I create classes dynamically, and have found two ways to do it:
Using exec:
exec("""
class {system}(DeliverySystem):
pass
""".format(system='ClassUsingExec'))
Using type:
name = 'ClassUsingType'
globals()[name] = type(name, (DeliverySystem,),{})
Both of these work fine in single-threaded environments, but when I start running luigi with many workers spawning child-processes the exec version is fine but the type version gives errors as described in this post and this post (see them for more complete stack traces):
PicklingError: Can't pickle <class 'abc.ClassUsingType'>: attribute lookup abc.ClassUsingType failed.
The only diff I can find between the two is the module:
print(ClassUsingExec.__dict__) #=>
mappingproxy({'__module__': '__main__',
'__doc__': None,
'__abstractmethods__': frozenset(),
'_abc_impl': <_abc_data at 0x15b5063c120>,
'_namespace_at_class_time': ''})
print(ClassUsingType.__dict__) #=>
mappingproxy({'__module__': 'abc',
'__doc__': None,
'__abstractmethods__': frozenset(),
'_abc_impl': <_abc_data at 0x15b3f870450>,
'_namespace_at_class_time': ''})
It seems to module is different, and that might be the source of the diff.
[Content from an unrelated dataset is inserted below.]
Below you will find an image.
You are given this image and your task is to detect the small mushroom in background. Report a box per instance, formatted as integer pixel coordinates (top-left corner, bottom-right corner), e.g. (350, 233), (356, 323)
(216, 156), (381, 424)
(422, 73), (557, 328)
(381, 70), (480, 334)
Using Python 3.6, Windows 10, luigi 2.8.9.
Questions:
Is there a way to use type
to create a class so that its module is the module in which it is defined, and not in abc
?
Is there some other difference I am missing between the methods? According to this post there should be no difference, but I am not finding that to be the case.
The problem arises because:
ABC
(Abstract Base Class) as a meta-class, the module of that class will be abc
, not the name of the module where the class was defined.When a worker is assigned a Task, it will go to the module to load the task. Since the module is set to abc
and not the module where the class is dynamically created it will fail.
To make it work, all that is needed is to modify the class creation to modify the module:
type(name, (DeliverySystem,),{})
becomes
type(name, (DeliverySystem,),{'__module__':__name__})
Now when the worker gets assigned the task, it will go into the right module and re-create the class, and things will work!